It says that the show did NOT do well with younger viewers, BUT was crushed by Carson?
Actually, it was my understanding that it DID do well with younger viewers. In any case, I reworded it.
Wahkeenah 04:50, 15 June 2006 (UTC)
Turner Classic Movies
Any info on the Turner Classic Movies shows? Saw one with Mel Brooks, didn't know how many others he was planning on doing Exoterrick 19:31, 15 September 2006 (UTC)
First on-stage death
Should this incident be added?
Mikehillman 15:24, 2 March 2007 (UTC)
- Not here, as this article is about Cavett himself, not his show. The death already is mentioned in the other article, though not as the "first" of anything. Richard K. Carson 08:10, 3 March 2007 (UTC)

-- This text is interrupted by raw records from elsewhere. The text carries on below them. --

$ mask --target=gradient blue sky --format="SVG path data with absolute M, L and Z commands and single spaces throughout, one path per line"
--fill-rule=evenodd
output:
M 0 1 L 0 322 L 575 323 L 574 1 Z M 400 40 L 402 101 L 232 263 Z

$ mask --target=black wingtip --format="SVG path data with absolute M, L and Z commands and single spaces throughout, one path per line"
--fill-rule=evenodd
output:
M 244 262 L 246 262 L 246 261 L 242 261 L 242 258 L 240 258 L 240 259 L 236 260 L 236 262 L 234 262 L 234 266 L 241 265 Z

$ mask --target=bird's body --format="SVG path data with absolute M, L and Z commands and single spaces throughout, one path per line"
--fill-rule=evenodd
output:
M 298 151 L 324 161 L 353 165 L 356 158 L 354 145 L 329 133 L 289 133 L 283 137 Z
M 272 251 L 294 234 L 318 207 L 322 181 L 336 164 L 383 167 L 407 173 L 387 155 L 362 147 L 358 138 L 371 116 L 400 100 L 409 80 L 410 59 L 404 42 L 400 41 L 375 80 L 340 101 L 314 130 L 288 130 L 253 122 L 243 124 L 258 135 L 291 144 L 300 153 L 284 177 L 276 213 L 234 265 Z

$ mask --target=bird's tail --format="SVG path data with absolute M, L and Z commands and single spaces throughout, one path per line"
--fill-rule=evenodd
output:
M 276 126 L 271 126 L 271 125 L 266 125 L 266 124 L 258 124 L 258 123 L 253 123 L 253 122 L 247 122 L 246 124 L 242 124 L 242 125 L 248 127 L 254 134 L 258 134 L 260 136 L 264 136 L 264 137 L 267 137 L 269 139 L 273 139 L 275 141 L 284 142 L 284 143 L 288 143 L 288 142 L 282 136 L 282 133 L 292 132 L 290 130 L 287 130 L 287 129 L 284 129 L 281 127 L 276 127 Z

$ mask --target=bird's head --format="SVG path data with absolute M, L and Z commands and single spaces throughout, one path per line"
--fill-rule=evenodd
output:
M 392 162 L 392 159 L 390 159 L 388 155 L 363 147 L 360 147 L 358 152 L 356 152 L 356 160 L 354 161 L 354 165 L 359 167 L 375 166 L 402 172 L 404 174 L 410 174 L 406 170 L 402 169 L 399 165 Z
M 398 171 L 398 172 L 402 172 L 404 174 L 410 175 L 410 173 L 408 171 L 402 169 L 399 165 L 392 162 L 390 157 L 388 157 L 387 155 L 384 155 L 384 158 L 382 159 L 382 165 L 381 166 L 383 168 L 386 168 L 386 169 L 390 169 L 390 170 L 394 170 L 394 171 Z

RE: NPOV :: We want credibility, yes, but we don't need no stinkin' badges!
Well, that says it, in a nutshell. You lot are editors, the ones of you lot that are Wikipedia editors. We want credibility, yes, but we don't need no stinkin' badges! You have to wrestle with that I think. You are not Encyclo-Brit editors, right? We want credibility, we need credibility, but we don' need no stinkin' badges.
- You can say that again. Wahkeenah 03:03, 31 March 2007 (UTC)
The current version has this charming phrase: "His parents, both two school teachers," which I love.
But shouldn't it be, "His parents, each two school teachers,"?
Strange sentence in Marriage section
An unregistered user inserted the following statement in the marrage section about Cavett's wife's death: "It should be noted that some people got confused and thought Cavett died." That's unsourced, unencyclopedic, and possibly vandalism. I therefore removed. Siberian Husky (talk) 11:00, 10 March 2008 (UTC)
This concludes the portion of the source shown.